The magnificent Lake Toba. #nofilter
The magnificent Lake Toba. #nofilter
The bluest sky. #nofilter
The bluest sky. #nofilter

After we took enough pictures of Lake Toba from all possible angles, we moved on to jungle trekking. We were lucky to get a chatty and quite insightful camp ranger who knows quite a lot about the forest in which we were camping in, so our jungle trekking session was really fun and educative. I learnt about how to scrounge for food properly in a forest, such as what to eat and what to avoid.
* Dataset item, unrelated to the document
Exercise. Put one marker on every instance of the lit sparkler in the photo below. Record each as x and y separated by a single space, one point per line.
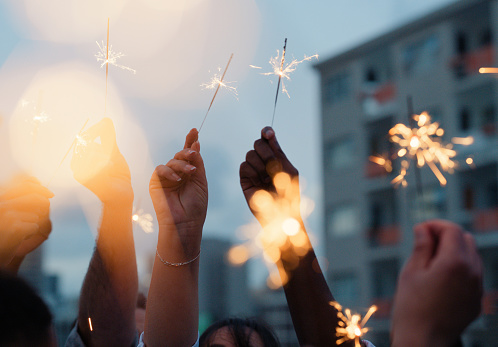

I came to this conclusion: if no other animal enjoys what you are eyeing to eat in the wild, leave it alone; and edible plants are mostly sour.

Who wouldn't want to see this on their morning jog everyday?
Who wouldn’t want to see this on their morning jog everyday?

Learning from past experience of taking long walks in the woods, not that I do it often, I wore my long-treasured sandals to climb the slimy paths across the forest. The last stop on our journey brought us to the Twin Waterfall in Taman Simalem Resort. We shrieked in pleasure when dipping our toes in the deliciously icy-cold water, and just had an all-around great time there. The water from the waterfall runs brown due to the soil of the river, so we didn’t wash ourselves with it. But the business of taking pictures kept rolling…

The twin waterfall.
The twin waterfall.

Our stomach announced their need to be filled at noon, so we went back to Kodon-Kodon Cafe for our second gourmet experience. Organic meats and veggies straight from the organic farm of Taman Simalem Resort were cooked to perfection by the restaurant chef and served in generous portions to appease our hunger. Feeling sleepy after lunch, we walked around to explore what Taman Simalem Resort has to offer. Apparently, many. Coffee, tea,loquat and passion fruit plantations, outbound arenas, picnic sites, flower nursery, ulos-making show, bird park and, the most exciting one, an amphitheater with a unique design that will make you feel as if you were standing on the edge of Lake Toba itself when you step on it. Great for my eyes, but not my nerves.

View from the amphitheater.
View from the amphitheater.

We decided to head back to Medan at 5 pm when it started to drizzle again, and I bid my goodbye to the Pearl of Lake Toba. You certainly had me at hello.